Nasib Bert tidak seindah yang temannya pikirkan dulu, mereka fikir menjadi Bert adalah anak yang paling beruntung. Tapi berbeda dengan apa yang dirasakan oleh Bert sendiri, terkadang ia mencibir hidupnya yang penuh dengan aturan ini. Ia ingin seperti orang lain, yang bisa mencari kebebasan sendiri. Tapi itu hanyalah khayalan Bert yang tidak bisa Bert rasakan.

Bert mengistirahatkan dirinya dikamar pribadi, tubuhnya terasa sangat lelah. Niatnya ingin beristirahat panjang, tapi malah disuguhkan dengan omelan yang ia tidak suka. Memejamkan matanya yang sangat lelah, merasakan hembusan AC yang menyejukan tubuh panasnya.

"Sial!" umpat Bert sambil menegakkan tubuhnya lagi.

Bert kadang merasa diperbudak oleh ibunya sendiri, ia selalu menuruti apa yang dikatakan ibunya. Namun seperti tidak memilih kepuasan.

Tubuhnya sangat lemas, lelah dan segalanya, aksinya tadi membuat semua badan merasa sakit dan remuk. Bert setengah tenggelam dalam tidurnya, ia akan masuk kedalam mimpi. Pakaian yang ia pakai masih sangat lengkap belum ada yang ia lepas satu pun.

Baru saja ia terlelap, ada seseorang yang membangunkannya. Siapa? Tentu ibunya, Rinka.

"Bert, segeralah berganti pakaian.
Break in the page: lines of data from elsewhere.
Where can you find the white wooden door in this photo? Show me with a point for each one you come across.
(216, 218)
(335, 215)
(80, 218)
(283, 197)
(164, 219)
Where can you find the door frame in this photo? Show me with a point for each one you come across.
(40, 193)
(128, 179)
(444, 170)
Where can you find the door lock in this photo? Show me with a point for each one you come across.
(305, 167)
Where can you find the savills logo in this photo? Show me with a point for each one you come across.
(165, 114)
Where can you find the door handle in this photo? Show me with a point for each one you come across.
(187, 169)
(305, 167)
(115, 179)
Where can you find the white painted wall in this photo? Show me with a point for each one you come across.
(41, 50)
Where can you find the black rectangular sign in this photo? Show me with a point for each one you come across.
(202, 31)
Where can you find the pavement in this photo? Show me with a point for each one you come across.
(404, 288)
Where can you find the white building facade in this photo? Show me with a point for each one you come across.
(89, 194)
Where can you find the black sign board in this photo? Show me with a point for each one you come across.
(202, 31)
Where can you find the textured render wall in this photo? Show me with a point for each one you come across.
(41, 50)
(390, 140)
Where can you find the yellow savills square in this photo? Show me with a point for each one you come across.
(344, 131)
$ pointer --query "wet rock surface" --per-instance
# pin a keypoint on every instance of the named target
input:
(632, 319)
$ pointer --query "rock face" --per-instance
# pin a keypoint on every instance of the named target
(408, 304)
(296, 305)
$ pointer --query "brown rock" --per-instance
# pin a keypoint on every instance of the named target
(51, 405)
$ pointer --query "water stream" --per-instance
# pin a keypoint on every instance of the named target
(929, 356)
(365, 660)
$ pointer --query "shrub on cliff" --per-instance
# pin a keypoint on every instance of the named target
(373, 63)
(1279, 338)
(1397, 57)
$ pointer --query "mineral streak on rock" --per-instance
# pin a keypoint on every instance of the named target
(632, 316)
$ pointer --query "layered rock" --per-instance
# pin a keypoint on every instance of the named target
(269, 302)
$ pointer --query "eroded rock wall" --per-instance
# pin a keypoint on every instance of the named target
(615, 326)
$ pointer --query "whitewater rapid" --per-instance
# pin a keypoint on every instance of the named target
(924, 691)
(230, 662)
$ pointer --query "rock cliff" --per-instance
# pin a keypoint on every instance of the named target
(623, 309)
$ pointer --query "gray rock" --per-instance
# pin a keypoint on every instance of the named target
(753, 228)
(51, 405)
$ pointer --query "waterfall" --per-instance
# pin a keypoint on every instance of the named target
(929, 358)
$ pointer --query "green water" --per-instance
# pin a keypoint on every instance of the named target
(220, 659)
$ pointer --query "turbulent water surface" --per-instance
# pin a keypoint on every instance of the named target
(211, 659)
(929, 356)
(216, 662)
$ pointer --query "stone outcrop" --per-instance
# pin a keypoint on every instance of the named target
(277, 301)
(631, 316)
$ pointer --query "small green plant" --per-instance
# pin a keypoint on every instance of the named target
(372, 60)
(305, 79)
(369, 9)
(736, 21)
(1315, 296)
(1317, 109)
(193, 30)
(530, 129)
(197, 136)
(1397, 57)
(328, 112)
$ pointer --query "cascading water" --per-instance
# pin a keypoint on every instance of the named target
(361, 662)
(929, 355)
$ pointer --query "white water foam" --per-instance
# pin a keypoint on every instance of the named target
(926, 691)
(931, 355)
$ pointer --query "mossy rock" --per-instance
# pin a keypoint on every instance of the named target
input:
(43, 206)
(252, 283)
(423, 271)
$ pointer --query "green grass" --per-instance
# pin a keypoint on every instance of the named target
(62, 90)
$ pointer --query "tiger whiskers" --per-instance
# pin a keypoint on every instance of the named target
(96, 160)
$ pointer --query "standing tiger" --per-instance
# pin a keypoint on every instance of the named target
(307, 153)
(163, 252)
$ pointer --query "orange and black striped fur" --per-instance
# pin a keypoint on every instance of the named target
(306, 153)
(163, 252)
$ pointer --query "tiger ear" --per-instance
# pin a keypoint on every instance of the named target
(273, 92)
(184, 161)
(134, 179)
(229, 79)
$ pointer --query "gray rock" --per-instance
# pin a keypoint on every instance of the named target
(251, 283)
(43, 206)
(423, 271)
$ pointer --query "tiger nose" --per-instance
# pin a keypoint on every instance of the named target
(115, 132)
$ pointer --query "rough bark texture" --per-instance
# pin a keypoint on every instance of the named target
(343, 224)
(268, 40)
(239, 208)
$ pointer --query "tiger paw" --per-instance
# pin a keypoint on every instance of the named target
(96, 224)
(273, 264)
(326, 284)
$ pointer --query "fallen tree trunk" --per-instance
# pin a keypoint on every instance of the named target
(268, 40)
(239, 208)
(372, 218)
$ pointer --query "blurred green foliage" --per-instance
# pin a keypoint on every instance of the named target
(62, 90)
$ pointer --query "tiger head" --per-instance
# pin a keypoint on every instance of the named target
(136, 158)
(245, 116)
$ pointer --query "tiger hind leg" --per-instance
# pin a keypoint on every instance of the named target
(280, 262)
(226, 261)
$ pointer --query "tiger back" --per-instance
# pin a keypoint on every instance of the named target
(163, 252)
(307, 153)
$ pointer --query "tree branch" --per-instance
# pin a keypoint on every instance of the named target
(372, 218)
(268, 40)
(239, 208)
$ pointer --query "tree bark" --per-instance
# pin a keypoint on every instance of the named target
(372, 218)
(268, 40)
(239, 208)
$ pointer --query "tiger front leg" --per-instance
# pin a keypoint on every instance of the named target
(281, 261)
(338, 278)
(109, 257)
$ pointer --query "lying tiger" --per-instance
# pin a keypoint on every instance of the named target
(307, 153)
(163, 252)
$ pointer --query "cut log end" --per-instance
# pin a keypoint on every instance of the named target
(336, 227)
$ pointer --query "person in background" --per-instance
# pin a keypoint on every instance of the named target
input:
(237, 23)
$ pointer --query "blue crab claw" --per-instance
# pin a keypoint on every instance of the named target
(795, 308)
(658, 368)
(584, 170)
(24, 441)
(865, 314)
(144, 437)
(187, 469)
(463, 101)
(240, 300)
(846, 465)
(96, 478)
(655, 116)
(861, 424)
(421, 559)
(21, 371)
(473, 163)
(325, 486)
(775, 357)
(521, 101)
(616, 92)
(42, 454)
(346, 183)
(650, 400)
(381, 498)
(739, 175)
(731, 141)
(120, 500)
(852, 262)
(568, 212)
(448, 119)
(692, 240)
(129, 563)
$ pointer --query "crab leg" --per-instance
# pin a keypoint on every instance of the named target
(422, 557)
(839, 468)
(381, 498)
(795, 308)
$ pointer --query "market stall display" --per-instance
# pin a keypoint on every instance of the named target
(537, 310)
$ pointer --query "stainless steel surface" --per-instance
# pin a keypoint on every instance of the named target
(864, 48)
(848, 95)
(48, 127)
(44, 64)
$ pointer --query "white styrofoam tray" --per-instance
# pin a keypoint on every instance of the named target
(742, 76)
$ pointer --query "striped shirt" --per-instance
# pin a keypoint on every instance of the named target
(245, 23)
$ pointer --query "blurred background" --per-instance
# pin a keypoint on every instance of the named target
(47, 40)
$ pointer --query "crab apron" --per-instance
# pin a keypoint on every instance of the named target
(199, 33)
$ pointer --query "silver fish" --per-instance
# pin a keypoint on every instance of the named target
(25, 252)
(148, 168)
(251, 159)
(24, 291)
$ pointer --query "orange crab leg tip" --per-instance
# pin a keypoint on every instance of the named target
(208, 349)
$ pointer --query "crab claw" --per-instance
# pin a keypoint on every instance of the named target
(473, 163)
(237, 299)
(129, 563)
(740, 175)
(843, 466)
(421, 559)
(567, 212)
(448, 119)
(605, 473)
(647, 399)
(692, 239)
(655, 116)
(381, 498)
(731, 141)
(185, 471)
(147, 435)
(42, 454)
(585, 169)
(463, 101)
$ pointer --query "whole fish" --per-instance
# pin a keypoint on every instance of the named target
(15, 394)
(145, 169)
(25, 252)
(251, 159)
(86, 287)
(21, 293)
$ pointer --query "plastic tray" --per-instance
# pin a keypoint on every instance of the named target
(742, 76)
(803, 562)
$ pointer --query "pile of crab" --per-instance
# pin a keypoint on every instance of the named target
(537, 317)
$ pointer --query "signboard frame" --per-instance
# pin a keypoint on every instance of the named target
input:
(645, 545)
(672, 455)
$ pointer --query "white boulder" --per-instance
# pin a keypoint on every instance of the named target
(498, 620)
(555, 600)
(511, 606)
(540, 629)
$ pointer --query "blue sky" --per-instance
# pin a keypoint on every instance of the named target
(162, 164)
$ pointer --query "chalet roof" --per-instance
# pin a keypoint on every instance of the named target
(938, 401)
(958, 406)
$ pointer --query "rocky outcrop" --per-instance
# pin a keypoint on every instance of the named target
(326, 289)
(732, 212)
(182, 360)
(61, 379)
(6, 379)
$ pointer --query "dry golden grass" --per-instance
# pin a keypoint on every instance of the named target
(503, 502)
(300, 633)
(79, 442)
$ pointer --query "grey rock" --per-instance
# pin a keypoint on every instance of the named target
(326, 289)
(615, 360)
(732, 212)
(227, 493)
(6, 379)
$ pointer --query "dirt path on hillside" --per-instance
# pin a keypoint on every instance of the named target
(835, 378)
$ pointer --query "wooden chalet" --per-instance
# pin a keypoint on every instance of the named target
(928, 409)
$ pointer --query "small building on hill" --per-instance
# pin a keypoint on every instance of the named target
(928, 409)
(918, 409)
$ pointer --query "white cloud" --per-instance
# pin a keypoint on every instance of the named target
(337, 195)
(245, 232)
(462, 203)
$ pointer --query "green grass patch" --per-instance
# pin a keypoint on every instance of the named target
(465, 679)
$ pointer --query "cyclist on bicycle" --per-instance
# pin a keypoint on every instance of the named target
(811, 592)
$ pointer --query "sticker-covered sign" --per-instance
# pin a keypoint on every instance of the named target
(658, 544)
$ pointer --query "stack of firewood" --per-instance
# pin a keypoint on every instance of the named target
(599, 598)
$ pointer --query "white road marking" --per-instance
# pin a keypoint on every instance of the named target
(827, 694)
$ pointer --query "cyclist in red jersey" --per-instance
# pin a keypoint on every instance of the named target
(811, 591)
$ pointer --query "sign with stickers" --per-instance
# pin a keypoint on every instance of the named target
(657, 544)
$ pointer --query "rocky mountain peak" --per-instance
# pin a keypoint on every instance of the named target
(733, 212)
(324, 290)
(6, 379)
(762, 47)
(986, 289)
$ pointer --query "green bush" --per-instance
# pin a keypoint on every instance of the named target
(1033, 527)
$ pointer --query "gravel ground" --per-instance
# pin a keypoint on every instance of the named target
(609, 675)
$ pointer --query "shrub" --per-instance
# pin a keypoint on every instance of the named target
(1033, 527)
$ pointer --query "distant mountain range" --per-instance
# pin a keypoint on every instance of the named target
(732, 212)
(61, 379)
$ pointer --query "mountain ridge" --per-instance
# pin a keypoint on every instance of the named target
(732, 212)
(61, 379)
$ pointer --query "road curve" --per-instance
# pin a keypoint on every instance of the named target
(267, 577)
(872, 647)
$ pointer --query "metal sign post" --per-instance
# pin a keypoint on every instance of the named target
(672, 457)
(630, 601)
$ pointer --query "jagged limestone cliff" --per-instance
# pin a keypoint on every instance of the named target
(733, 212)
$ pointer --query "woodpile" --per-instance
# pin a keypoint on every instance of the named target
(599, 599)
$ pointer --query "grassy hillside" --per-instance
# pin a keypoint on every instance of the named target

Ibu tunggu kau di ruang makan," kata Rinka lalu pergi meninggalkan Bert yang masih setengah sadar.

Kepalanya sedikit pusing, mungkin karena baru tertidur sebentar.

"Astaga pasti akan ada yang dibicarakan," tutur Bert sambil turun dari atas ranjangnya.

Bert langsung memasuki kamar mandi untuk menyelesaikan ritual mandinya. Cukup lama Bert mandi, setelah selesai ia turun dan menuju ruang makan. Di sana sudah ada Rinka yang menunggu dengan wajah yang sangat serius.

"Ya, sudahku duga," batin Bert yang menatap balik Rinka.